Two-year-old Caylee Marie Anthony was reported missing in July 2008. At the time, no one knew that her disappearance would ignite one of the strangest and most scrutinized legal proceedings ever.

Oddly, it wasn't a parent who reported the child missing. It was her grandmother who called 911. Even weirder, the call didn't take place until 31 days after Caylee's disappearance. In the meantime, her mother Casey had told people that her toddler was with a nanny.

The fact that she hadn't reported her missing daughter immediately drew suspicion. So too, did the fact that the trunk of her car smelled like a rotting corpse and featured a strange stain. Casey was charged with first-degree murder, and a few months later, Caylee's duct-taped body was found buried near the family's home.
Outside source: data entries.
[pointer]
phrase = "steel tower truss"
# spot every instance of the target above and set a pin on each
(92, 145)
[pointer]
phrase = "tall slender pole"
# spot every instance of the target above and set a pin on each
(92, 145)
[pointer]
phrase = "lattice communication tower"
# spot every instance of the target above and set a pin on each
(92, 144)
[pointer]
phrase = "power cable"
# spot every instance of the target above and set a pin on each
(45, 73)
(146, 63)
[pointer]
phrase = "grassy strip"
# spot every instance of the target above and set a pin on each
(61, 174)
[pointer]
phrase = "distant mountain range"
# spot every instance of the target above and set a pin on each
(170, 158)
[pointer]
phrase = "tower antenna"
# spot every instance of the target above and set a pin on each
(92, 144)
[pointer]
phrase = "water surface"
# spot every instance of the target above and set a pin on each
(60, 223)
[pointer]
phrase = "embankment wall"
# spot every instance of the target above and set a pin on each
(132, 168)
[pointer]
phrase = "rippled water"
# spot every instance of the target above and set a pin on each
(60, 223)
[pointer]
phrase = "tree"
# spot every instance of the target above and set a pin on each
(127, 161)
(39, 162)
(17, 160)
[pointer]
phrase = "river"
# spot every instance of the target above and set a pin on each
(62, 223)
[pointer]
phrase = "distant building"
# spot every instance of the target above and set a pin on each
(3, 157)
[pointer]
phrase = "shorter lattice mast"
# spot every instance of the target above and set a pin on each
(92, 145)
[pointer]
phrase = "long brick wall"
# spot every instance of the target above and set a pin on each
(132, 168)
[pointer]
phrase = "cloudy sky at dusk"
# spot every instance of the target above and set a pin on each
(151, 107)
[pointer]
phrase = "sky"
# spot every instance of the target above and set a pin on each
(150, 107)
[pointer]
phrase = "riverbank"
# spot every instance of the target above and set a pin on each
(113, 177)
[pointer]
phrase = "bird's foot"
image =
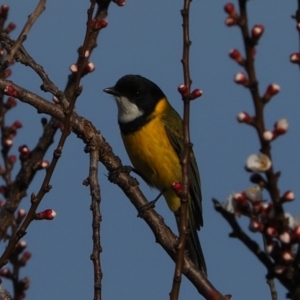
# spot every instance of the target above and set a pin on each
(113, 175)
(150, 205)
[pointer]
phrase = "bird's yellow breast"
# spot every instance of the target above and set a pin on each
(152, 155)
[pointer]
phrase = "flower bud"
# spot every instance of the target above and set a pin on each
(17, 125)
(272, 90)
(236, 55)
(12, 159)
(255, 226)
(25, 257)
(182, 89)
(48, 214)
(241, 78)
(281, 126)
(285, 237)
(10, 91)
(230, 9)
(287, 256)
(24, 151)
(177, 187)
(271, 231)
(258, 163)
(295, 58)
(10, 27)
(257, 31)
(268, 136)
(230, 21)
(243, 117)
(195, 94)
(288, 196)
(120, 2)
(10, 103)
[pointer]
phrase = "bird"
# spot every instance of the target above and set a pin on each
(152, 133)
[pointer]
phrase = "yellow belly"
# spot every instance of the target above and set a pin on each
(153, 156)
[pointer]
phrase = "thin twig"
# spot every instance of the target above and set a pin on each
(23, 35)
(95, 207)
(270, 281)
(26, 174)
(174, 294)
(85, 130)
(45, 187)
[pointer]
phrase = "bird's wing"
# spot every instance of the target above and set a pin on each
(175, 135)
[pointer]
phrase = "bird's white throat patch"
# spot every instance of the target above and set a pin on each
(127, 111)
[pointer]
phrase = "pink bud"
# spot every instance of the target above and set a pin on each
(279, 269)
(74, 68)
(295, 58)
(7, 143)
(24, 151)
(257, 31)
(195, 94)
(255, 226)
(43, 165)
(285, 237)
(89, 68)
(230, 21)
(10, 91)
(288, 196)
(10, 27)
(177, 187)
(120, 2)
(10, 103)
(47, 214)
(7, 73)
(236, 55)
(12, 159)
(268, 136)
(243, 117)
(4, 8)
(272, 90)
(239, 197)
(6, 273)
(17, 125)
(272, 247)
(265, 208)
(182, 89)
(25, 257)
(287, 256)
(21, 213)
(281, 126)
(271, 231)
(296, 234)
(20, 246)
(241, 78)
(230, 9)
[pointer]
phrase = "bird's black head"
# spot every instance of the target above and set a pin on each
(136, 96)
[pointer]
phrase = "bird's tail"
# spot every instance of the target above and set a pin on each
(193, 245)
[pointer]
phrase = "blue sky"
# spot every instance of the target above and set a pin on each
(145, 37)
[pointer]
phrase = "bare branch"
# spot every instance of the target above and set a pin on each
(23, 35)
(95, 207)
(85, 130)
(185, 160)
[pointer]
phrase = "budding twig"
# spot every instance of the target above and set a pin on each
(23, 35)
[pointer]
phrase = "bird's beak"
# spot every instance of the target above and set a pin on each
(111, 91)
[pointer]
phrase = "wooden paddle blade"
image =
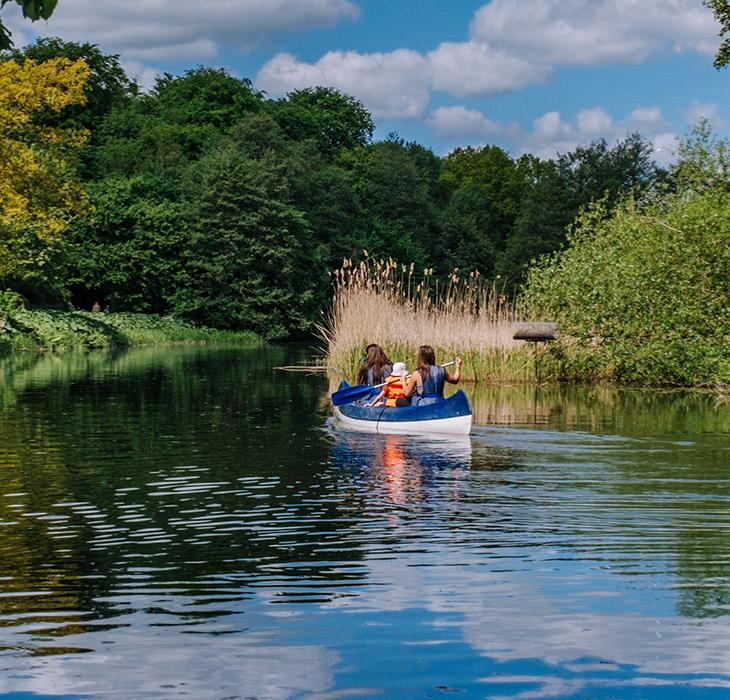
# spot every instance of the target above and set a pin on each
(352, 393)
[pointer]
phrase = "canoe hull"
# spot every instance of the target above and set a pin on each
(458, 425)
(450, 416)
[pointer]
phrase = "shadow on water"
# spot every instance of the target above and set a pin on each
(192, 520)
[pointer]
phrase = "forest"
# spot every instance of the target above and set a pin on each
(207, 200)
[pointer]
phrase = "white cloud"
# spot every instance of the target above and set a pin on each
(165, 29)
(551, 135)
(469, 68)
(399, 83)
(594, 32)
(709, 111)
(143, 75)
(460, 121)
(395, 84)
(594, 121)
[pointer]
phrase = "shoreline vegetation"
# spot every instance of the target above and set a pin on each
(400, 308)
(53, 331)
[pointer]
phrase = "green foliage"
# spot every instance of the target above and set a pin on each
(62, 330)
(128, 253)
(106, 86)
(332, 120)
(554, 192)
(642, 296)
(249, 262)
(32, 10)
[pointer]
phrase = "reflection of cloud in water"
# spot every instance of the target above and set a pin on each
(138, 662)
(404, 468)
(503, 616)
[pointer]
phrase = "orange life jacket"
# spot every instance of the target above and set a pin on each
(394, 389)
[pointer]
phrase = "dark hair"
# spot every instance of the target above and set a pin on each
(426, 358)
(375, 359)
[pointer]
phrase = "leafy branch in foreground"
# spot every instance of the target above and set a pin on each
(32, 10)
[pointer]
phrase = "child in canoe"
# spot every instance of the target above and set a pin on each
(394, 393)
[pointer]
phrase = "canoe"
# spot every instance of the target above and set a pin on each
(445, 416)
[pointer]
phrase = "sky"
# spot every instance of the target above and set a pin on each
(531, 76)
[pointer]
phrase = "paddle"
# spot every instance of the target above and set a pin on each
(359, 391)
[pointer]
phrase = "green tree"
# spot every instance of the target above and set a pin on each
(721, 8)
(401, 220)
(482, 189)
(334, 121)
(248, 261)
(554, 192)
(183, 117)
(128, 252)
(32, 10)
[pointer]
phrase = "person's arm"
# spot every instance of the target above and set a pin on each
(454, 378)
(376, 399)
(414, 382)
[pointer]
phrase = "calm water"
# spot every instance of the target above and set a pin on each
(186, 523)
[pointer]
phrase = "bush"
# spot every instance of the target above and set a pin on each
(642, 296)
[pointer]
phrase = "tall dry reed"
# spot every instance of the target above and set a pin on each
(392, 304)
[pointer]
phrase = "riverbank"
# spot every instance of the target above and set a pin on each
(52, 331)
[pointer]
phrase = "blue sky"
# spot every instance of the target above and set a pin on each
(539, 76)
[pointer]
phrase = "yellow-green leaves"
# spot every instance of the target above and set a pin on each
(39, 193)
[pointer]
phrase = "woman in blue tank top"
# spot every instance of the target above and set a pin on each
(376, 366)
(429, 379)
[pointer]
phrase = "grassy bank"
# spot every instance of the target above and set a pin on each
(22, 329)
(393, 305)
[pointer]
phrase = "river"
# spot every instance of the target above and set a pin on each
(187, 522)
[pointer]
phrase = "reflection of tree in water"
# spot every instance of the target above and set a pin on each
(601, 408)
(199, 473)
(671, 468)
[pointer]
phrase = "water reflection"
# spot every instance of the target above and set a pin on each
(187, 521)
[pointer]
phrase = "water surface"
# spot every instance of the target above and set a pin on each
(186, 522)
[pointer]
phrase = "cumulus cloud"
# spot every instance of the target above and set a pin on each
(551, 134)
(708, 110)
(395, 84)
(460, 121)
(143, 75)
(399, 83)
(594, 32)
(470, 68)
(165, 29)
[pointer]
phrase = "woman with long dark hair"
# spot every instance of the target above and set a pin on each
(429, 379)
(376, 366)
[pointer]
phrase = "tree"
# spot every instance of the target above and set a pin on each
(481, 187)
(554, 192)
(163, 132)
(249, 262)
(129, 251)
(39, 194)
(333, 120)
(32, 10)
(721, 8)
(106, 86)
(400, 218)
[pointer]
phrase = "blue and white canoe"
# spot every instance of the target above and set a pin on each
(450, 416)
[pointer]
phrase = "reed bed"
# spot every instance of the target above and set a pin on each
(385, 302)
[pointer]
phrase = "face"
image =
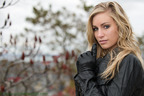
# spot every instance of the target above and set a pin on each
(105, 30)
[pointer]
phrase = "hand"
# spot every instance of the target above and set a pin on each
(87, 60)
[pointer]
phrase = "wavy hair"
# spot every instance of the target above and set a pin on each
(127, 43)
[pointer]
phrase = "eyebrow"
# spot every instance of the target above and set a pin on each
(101, 24)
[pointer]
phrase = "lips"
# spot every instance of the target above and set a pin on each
(103, 41)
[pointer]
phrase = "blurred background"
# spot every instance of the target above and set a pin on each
(40, 41)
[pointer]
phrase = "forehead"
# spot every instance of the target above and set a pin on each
(101, 18)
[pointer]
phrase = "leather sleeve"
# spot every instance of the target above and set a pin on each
(127, 82)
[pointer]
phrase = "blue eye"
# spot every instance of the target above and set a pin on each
(95, 29)
(106, 26)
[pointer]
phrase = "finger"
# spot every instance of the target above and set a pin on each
(94, 50)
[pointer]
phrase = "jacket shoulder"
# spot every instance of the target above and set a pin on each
(131, 61)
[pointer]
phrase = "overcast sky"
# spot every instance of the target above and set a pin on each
(23, 9)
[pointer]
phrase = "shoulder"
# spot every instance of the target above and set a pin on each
(131, 61)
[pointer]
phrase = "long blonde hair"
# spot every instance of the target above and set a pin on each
(126, 42)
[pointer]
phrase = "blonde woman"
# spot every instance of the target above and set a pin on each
(113, 66)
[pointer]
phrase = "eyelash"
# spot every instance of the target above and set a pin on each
(105, 27)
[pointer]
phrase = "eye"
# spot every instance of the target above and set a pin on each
(106, 26)
(95, 29)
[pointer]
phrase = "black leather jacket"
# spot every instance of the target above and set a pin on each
(129, 81)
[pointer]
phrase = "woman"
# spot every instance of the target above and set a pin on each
(114, 66)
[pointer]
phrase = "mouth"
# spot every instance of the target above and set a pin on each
(103, 42)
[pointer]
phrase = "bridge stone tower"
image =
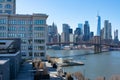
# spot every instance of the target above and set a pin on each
(97, 44)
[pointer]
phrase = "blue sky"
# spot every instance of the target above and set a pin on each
(73, 12)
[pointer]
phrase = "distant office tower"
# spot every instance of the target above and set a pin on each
(81, 28)
(7, 6)
(107, 30)
(66, 28)
(53, 35)
(78, 31)
(98, 25)
(116, 34)
(91, 35)
(70, 31)
(71, 35)
(86, 36)
(116, 40)
(30, 28)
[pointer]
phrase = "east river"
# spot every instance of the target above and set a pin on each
(104, 64)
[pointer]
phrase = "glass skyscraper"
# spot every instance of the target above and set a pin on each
(98, 25)
(86, 36)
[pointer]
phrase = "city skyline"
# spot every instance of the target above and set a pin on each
(73, 12)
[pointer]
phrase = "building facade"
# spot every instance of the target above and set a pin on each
(66, 29)
(7, 6)
(86, 36)
(98, 25)
(107, 30)
(30, 28)
(53, 36)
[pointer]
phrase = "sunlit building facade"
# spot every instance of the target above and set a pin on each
(30, 28)
(7, 6)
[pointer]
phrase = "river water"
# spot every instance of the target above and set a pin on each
(104, 64)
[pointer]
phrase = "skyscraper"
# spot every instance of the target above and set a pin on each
(116, 40)
(107, 30)
(66, 28)
(52, 33)
(7, 6)
(31, 29)
(86, 36)
(98, 25)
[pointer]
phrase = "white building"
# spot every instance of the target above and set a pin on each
(7, 6)
(30, 28)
Investigators found that the trunk stain contained fatty acids consistent with the decomposition of human flesh. In the carpet, they also discovered a lot of chloroform, which can be used to render a person unconscious.

The murder trial featured hundreds of pieces of evidence. Prosecutors included Casey's own conflicting statements, which proved that she lied to authorities numerous times.

Yet in spite of all of the evidence, including the trunk stains, jurors weren't sure that the state had proved its case beyond a reasonable doubt. They agreed that Casey couldn't be convicted, so she walked free in July 2011, setting off a media frenzy and public outrage.